BILL REQ. #: S-1468.1
State of Washington | 58th Legislature | 2003 Regular Session |
Read first time 02/17/2003. Referred to Committee on Health & Long-Term Care.
AN ACT Relating to regulatory reform for adult family homes; amending RCW 18.79.260, 70.128.060, 70.128.064, 70.128.140, 70.128.040, and 70.128.090; and creating a new section.
BE IT ENACTED BY THE LEGISLATURE OF THE STATE OF WASHINGTON:
NEW SECTION. Sec. 1 The legislature recognizes that adult family
homes are a vital and integral component of the long-term care system
in Washington state. The legislature further recognizes that
regulations for the provision of care and the requirements of licensees
for building code and fire safety adherence should be uniform
throughout Washington state. The legislature further recognizes that
elderly and disabled residents in adult family homes have uniform
access to neighborhoods throughout the state of Washington.

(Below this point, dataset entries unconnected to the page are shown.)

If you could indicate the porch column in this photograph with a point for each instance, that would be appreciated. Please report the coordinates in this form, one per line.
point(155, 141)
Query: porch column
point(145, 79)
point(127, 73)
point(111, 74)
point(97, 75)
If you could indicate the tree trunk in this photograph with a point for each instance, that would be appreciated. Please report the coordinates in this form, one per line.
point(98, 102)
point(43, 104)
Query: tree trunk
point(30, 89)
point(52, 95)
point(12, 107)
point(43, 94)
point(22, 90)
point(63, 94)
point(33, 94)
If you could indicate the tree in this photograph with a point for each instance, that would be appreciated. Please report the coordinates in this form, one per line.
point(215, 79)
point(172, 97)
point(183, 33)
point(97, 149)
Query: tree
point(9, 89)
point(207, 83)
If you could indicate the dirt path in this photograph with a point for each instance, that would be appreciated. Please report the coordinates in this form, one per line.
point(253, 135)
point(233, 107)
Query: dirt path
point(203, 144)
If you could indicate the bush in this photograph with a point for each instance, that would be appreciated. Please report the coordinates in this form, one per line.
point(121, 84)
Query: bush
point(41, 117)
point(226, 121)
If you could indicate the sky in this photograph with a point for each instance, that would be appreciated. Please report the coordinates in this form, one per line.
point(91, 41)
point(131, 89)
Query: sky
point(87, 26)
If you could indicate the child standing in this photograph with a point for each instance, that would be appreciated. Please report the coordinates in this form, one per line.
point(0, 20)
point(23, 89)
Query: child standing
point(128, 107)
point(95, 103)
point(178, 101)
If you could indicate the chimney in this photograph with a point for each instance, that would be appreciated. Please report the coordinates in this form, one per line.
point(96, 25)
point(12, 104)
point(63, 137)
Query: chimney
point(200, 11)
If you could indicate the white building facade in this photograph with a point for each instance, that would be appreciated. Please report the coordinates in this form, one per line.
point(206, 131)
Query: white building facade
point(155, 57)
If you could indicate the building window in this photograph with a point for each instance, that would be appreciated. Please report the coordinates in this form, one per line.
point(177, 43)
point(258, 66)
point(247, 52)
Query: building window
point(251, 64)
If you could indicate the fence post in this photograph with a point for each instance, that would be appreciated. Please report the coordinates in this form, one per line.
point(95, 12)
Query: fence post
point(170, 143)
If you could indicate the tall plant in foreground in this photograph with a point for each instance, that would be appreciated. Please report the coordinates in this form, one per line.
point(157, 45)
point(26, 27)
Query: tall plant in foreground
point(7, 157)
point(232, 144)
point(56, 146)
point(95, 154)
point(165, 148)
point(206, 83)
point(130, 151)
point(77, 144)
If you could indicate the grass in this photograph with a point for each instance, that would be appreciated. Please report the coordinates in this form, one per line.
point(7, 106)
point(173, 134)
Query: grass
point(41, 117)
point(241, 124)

Sec. 2 RCW 18.79.260 and 2000 c 95 s 3 are each amended to read
as follows:
(1) A registered nurse under his or her license may perform for
compensation nursing care, as that term is usually understood, of the
ill, injured, or infirm.
(2) A registered nurse may, at or under the general direction of a
licensed physician and surgeon, dentist, osteopathic physician and
surgeon, naturopathic physician, podiatric physician and surgeon,
physician assistant, osteopathic physician assistant, or advanced
registered nurse practitioner acting within the scope of his or her
license, administer medications, treatments, tests, and inoculations,
whether or not the severing or penetrating of tissues is involved and
whether or not a degree of independent judgment and skill is required.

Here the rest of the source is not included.